Les témoins sont unanimes : dans leur vie quotidienne, dans les premiers mois de l’Algérie indépendante, ils se sentent tout à fait acceptés par les Algériens qu’ils côtoient comme voisins, collègues, ou parents de camarades de classe de leurs enfants, même si certains font état d’interactions individuelles désagréables mais isolées. Un élément important est toutefois à noter : à l’indépendance, la majorité des anticolonialistes européens et juifs vit à Alger, ville cosmopolite où la présence « non-musulmane » est importante et intégrée au quotidien (environ 60 000 nationaux français y vivent fin 1964).
Sur le plan statutaire et juridique, la reconnaissance de l’algérianité est plus incertaine. Plusieurs témoins disent avoir été choqués d’incitations qui leur sont faites, par leurs employeurs ou des collègues de travail, peut-être soucieux de réserver les meilleures places à certains nationaux, d’exercer au titre de coopérants français – ce qui signifie un salaire bien plus important et divers avantages notamment quant au logement, mais implique aussi une certaine neutralité politique – plutôt qu’au titre d’Algériens.
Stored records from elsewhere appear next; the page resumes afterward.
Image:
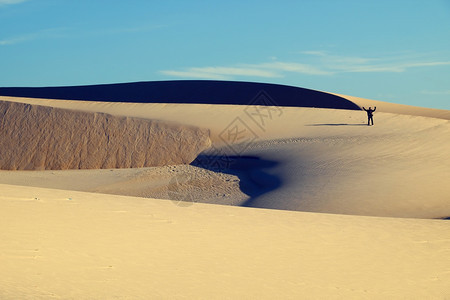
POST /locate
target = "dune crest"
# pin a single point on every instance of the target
(34, 137)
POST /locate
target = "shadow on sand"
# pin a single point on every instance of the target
(343, 124)
(251, 171)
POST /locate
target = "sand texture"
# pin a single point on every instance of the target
(40, 138)
(272, 202)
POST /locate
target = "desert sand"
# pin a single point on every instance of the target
(308, 203)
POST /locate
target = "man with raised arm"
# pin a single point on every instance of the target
(370, 112)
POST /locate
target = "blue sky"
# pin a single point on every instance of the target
(390, 50)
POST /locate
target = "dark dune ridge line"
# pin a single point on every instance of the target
(34, 137)
(189, 91)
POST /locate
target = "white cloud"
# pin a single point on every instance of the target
(194, 74)
(321, 64)
(354, 64)
(6, 2)
(265, 70)
(444, 93)
(42, 34)
(295, 68)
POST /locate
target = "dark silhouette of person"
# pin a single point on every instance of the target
(370, 114)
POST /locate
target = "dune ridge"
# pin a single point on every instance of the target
(189, 91)
(34, 137)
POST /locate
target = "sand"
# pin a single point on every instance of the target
(319, 188)
(34, 137)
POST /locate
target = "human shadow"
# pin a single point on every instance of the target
(254, 180)
(339, 124)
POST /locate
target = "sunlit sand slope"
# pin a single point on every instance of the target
(70, 245)
(34, 137)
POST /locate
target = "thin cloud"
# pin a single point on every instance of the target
(8, 2)
(294, 67)
(42, 34)
(194, 74)
(322, 64)
(221, 72)
(263, 70)
(354, 64)
(442, 93)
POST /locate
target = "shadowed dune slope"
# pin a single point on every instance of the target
(34, 137)
(189, 91)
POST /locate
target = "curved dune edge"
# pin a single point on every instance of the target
(34, 137)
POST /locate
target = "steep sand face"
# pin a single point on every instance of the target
(35, 137)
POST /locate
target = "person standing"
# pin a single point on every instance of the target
(370, 112)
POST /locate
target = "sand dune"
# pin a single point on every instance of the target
(72, 245)
(305, 159)
(58, 241)
(35, 138)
Ces incertitudes ne rendent pas évidente l’identification à une nation algérienne, et durant cette période, l’algérianité au sens juridique – et pas simplement en tant que vœu politique ou vécu quotidien – est en suspens.
Le code de la nationalité algérienne vient trancher la question au début de l’année 1963. Les députés algériens savent bien que parmi les personnes juridiquement françaises présentes en Algérie, seule une partie des quelques centaines d’anticolonialistes européens et juifs désirent abandonner la nationalité française. De fait, peu de Français d’Algérie semblent avoir utilisé les dispositions prévues par les accords d’Évian, et relayées par le code de la nationalité algérienne dans son article 9, pour leur permettre d’acquérir la nationalité algérienne [9]. La question est donc qualitative et non quantitative, et il ne s’agit pas, dans ces débats, de révolutionner la conception de la nation algérienne ou de l’ouvrir à des milliers d’Européens, mais bien d’affirmer des principes, concernant les critères qui définissent une appartenance nationale, et concernant le devenir des « frères » européens et juifs du combat anticolonialiste.
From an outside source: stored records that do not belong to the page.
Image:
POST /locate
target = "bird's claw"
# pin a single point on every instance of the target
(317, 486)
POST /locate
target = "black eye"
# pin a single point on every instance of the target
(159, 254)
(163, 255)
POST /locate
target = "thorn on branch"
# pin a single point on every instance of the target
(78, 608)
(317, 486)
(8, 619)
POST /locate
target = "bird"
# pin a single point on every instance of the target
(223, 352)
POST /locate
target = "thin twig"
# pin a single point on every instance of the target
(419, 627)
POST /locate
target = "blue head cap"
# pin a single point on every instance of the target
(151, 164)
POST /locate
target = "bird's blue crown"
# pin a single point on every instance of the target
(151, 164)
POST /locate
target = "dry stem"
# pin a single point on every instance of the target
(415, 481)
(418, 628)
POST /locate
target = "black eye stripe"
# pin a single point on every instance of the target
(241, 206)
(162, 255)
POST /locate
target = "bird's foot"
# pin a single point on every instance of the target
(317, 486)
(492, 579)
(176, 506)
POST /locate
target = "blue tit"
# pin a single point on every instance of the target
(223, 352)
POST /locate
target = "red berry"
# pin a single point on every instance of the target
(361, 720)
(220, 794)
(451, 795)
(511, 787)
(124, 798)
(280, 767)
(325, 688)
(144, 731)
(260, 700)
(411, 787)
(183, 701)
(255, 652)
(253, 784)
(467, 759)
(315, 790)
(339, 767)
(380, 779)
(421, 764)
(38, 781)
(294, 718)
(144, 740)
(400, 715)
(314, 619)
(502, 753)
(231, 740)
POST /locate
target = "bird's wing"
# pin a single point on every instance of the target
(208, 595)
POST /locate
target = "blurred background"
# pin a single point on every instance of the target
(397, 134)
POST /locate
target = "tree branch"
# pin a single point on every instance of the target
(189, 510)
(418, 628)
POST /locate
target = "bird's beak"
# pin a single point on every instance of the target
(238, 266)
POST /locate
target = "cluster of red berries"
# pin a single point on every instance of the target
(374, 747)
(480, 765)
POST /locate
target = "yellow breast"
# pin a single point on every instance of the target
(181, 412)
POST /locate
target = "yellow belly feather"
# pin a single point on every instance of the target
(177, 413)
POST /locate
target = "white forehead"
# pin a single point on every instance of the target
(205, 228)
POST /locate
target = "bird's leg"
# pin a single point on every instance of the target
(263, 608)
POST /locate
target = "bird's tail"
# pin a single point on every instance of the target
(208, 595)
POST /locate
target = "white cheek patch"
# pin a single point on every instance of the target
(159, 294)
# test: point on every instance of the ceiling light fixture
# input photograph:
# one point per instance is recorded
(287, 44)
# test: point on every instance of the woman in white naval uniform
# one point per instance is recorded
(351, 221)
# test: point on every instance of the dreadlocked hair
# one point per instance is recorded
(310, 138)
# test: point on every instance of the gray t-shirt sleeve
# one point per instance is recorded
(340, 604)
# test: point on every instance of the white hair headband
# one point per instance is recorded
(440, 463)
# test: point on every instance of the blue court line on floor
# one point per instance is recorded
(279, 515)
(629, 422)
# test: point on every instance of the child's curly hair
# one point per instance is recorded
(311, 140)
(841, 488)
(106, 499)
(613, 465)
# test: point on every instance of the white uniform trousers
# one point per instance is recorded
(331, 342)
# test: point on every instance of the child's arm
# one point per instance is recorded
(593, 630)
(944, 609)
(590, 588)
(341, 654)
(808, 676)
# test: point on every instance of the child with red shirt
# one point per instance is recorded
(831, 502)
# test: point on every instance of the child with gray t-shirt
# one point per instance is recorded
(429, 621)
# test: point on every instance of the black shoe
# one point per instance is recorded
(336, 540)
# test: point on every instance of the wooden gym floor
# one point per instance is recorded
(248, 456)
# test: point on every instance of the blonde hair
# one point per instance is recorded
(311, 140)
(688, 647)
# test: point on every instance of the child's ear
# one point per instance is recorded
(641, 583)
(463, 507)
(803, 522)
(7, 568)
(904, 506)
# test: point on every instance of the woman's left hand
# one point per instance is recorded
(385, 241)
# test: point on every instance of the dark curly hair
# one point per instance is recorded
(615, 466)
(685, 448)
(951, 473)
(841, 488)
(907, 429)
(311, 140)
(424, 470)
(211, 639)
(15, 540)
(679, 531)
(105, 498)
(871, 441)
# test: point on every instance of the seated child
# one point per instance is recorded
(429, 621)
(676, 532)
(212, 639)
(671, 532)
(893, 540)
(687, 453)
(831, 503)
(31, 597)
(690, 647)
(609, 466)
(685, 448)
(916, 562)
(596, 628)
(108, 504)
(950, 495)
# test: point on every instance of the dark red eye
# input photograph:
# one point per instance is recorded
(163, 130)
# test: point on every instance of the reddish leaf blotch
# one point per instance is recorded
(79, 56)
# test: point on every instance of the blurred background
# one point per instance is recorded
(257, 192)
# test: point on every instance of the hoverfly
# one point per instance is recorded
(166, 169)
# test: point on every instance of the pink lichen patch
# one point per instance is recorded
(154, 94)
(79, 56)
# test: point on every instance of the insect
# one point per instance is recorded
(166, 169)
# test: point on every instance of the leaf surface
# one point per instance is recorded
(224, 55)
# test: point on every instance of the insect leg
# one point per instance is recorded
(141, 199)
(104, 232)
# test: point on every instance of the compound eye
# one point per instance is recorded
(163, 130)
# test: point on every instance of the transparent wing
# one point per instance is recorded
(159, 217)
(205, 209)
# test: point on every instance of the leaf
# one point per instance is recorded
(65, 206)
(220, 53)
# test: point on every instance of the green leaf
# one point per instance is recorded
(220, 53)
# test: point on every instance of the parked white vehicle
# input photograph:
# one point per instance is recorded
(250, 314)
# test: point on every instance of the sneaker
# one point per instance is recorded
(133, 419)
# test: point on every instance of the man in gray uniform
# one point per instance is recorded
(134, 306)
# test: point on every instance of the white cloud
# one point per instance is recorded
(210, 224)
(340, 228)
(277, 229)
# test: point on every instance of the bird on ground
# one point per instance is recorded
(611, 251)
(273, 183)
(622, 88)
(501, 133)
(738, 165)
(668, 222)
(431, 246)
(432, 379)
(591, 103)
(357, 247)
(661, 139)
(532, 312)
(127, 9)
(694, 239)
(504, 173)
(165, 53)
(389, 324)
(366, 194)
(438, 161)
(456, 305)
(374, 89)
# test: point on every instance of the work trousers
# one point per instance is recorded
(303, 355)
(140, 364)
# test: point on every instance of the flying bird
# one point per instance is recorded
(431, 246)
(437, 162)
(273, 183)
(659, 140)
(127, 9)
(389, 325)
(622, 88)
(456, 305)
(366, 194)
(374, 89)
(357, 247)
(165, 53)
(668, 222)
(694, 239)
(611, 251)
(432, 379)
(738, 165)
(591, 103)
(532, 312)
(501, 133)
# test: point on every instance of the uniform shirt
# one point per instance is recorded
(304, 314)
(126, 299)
Le projet, élaboré sur proposition du gouvernement par une commission de l’Assemblée nationale constituante, suscite des réactions qui prennent un caractère public après l’ouverture de la seconde session de l’Assemblée, le 28 février 1963, et jusqu’à l’adoption du code – par 85 voix contre 33 – le 12 mars 1963 [10]. La nationalité algérienne n’existant pas d’un point de vue juridique avant 1963, ce code définit les moyens de son acquisition y compris pour les anciens colonisés. Dans le projet initial comme dans le projet adopté, est définie une « nationalité d’origine », accordée rétroactivement à ceux dont la loi considère qu’ils n’ont pas à acquérir la nationalité algérienne :
L’article 34 définit le sens du mot « Algérien » en matière de nationalité d’origine. Il s’agit de toute personne dont au moins deux ascendants en ligne paternelle sont nés en Algérie et y jouissent du statut musulman. [11]
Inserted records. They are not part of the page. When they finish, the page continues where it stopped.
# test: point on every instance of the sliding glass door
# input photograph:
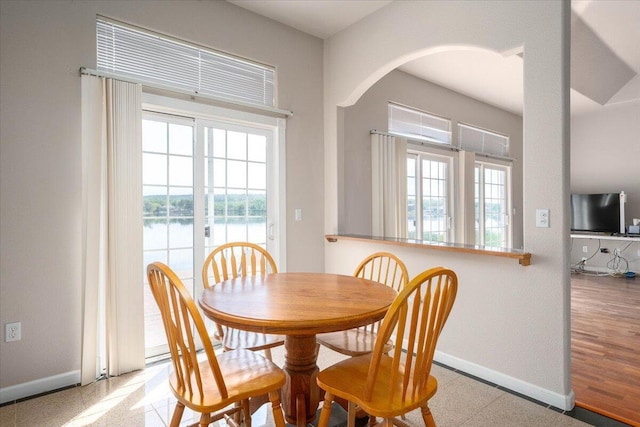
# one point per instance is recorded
(205, 182)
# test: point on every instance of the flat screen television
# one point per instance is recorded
(598, 213)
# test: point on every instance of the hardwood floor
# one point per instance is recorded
(605, 345)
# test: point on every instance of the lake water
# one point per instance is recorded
(173, 243)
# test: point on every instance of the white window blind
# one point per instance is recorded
(153, 58)
(482, 141)
(416, 124)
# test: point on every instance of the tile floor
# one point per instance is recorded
(142, 399)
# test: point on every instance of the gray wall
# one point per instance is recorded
(605, 158)
(510, 324)
(370, 112)
(42, 46)
(605, 153)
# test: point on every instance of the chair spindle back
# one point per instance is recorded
(181, 318)
(416, 317)
(236, 259)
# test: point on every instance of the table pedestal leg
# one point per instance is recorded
(300, 394)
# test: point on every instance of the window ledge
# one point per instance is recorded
(524, 258)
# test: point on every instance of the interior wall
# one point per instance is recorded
(42, 46)
(370, 112)
(605, 150)
(512, 325)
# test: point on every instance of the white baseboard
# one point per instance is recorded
(41, 385)
(564, 402)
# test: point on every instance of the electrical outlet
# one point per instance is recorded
(12, 332)
(542, 218)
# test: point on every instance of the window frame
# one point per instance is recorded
(421, 152)
(479, 215)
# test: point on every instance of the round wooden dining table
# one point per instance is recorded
(299, 306)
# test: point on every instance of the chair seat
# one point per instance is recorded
(245, 373)
(348, 379)
(255, 341)
(353, 342)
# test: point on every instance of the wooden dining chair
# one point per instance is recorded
(240, 259)
(383, 267)
(215, 386)
(388, 386)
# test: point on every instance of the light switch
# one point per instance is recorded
(542, 218)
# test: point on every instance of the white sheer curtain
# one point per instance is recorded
(389, 185)
(113, 326)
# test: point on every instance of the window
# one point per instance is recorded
(428, 197)
(412, 123)
(492, 205)
(155, 58)
(209, 177)
(482, 141)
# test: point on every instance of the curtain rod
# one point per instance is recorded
(417, 141)
(442, 146)
(244, 105)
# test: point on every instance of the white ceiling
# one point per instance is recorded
(605, 43)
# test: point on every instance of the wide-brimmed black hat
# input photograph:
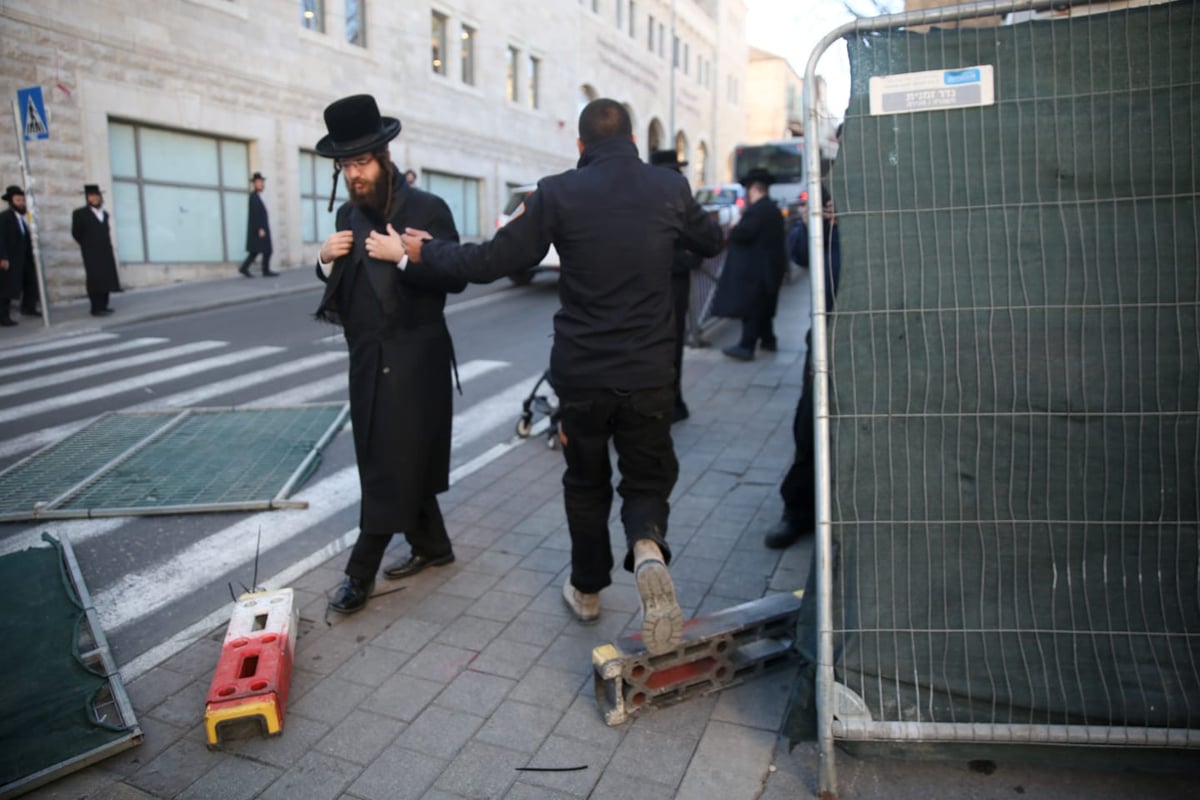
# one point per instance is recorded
(756, 175)
(667, 158)
(355, 127)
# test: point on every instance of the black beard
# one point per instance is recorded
(376, 199)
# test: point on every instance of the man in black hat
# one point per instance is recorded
(90, 229)
(754, 269)
(682, 264)
(401, 354)
(615, 221)
(18, 276)
(258, 232)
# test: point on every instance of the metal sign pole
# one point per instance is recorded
(31, 208)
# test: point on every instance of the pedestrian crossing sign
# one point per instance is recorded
(33, 113)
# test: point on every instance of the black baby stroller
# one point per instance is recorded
(545, 404)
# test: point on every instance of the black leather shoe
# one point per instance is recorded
(785, 534)
(352, 595)
(414, 564)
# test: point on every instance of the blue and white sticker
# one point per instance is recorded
(933, 90)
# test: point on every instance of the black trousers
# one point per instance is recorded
(798, 488)
(429, 539)
(639, 425)
(250, 259)
(681, 289)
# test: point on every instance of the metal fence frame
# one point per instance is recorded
(837, 704)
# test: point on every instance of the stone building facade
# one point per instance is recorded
(172, 106)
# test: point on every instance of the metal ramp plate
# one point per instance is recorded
(173, 462)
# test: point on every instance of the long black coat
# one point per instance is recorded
(96, 246)
(17, 248)
(401, 402)
(257, 220)
(754, 265)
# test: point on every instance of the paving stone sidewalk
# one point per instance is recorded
(449, 683)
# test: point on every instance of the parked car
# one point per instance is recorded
(549, 264)
(724, 202)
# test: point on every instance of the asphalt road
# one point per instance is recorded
(161, 581)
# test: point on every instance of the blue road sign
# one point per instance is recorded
(33, 113)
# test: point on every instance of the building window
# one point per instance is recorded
(316, 221)
(468, 55)
(312, 14)
(533, 66)
(178, 197)
(510, 77)
(355, 22)
(438, 42)
(461, 194)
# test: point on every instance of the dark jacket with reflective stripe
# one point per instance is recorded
(615, 222)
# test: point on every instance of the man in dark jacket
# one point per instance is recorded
(18, 277)
(754, 269)
(89, 228)
(682, 264)
(401, 354)
(258, 230)
(615, 222)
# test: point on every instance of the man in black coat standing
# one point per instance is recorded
(615, 222)
(18, 276)
(258, 230)
(90, 229)
(401, 355)
(682, 264)
(754, 269)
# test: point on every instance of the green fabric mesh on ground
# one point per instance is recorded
(47, 692)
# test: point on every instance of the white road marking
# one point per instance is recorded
(108, 367)
(54, 344)
(83, 355)
(39, 439)
(131, 384)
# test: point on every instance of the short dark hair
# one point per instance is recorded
(603, 119)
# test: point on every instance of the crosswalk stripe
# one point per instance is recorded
(78, 373)
(7, 354)
(131, 384)
(83, 355)
(39, 439)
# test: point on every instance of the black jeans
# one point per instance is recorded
(429, 539)
(798, 488)
(639, 423)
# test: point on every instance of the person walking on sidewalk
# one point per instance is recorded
(90, 229)
(258, 232)
(682, 264)
(754, 269)
(615, 221)
(401, 355)
(16, 259)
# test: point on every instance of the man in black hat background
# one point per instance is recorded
(258, 230)
(18, 276)
(615, 222)
(401, 355)
(754, 269)
(682, 264)
(90, 229)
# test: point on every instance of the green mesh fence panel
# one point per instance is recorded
(197, 461)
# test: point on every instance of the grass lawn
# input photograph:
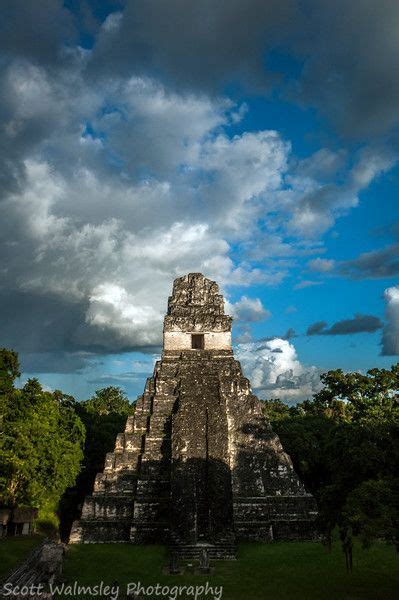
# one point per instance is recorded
(293, 570)
(14, 550)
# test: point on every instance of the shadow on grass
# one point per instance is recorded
(293, 570)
Cette formulation fait l’objet d’interprétations diverses : s’agit-il de donner des bases religieuses à la nation algérienne, ou de se servir d’un statut colonial – le statut personnel musulman – pour ne reconnaître la nationalité d’origine qu’aux seuls ex-colonisés, juridiquement définis comme « indigènes » puis comme « Français musulmans d’Algérie » sous la domination française ? Dans les deux cas, le résultat est le même : les Européens et juifs d’Algérie qui désirent être Algériens ne sont pas reconnus comme des nationaux d’origine. Si le terme n’est pas employé par la loi, la circulaire d’application précise qu’ils sont des « étrangers » qui doivent, s’ils veulent être Algériens, acquérir la nationalité algérienne. Cette acquisition résulte d’une demande individuelle, qui peut être acceptée ou rejetée par le ministre de la Justice. L’article 8, qui s’applique aux ressortissants de tous les pays et ne reconnaît pas spécifiquement l’apport de ceux des natifs d’Algérie qui se veulent Algériens, précise les possibilités d’acquisition de la nationalité pour « participation à la lutte de libération » :
Sauf opposition du ministre de la Justice, ceux qui ont participé à la lutte de libération nationale et qui résident en Algérie ont droit à la nationalité algérienne. Ils devront formuler une déclaration au Ministre de la Justice et ce dans les six mois de la promulgation du présent code. [12]
La circulaire d’application précise les pièces qui devront être fournies par chaque requérant : ses papiers d’état-civil, la preuve de sa résidence en Algérie, et « la preuve ou une offre de preuve suffisamment circonstanciée de sa participation à la lutte de libération nationale » [13].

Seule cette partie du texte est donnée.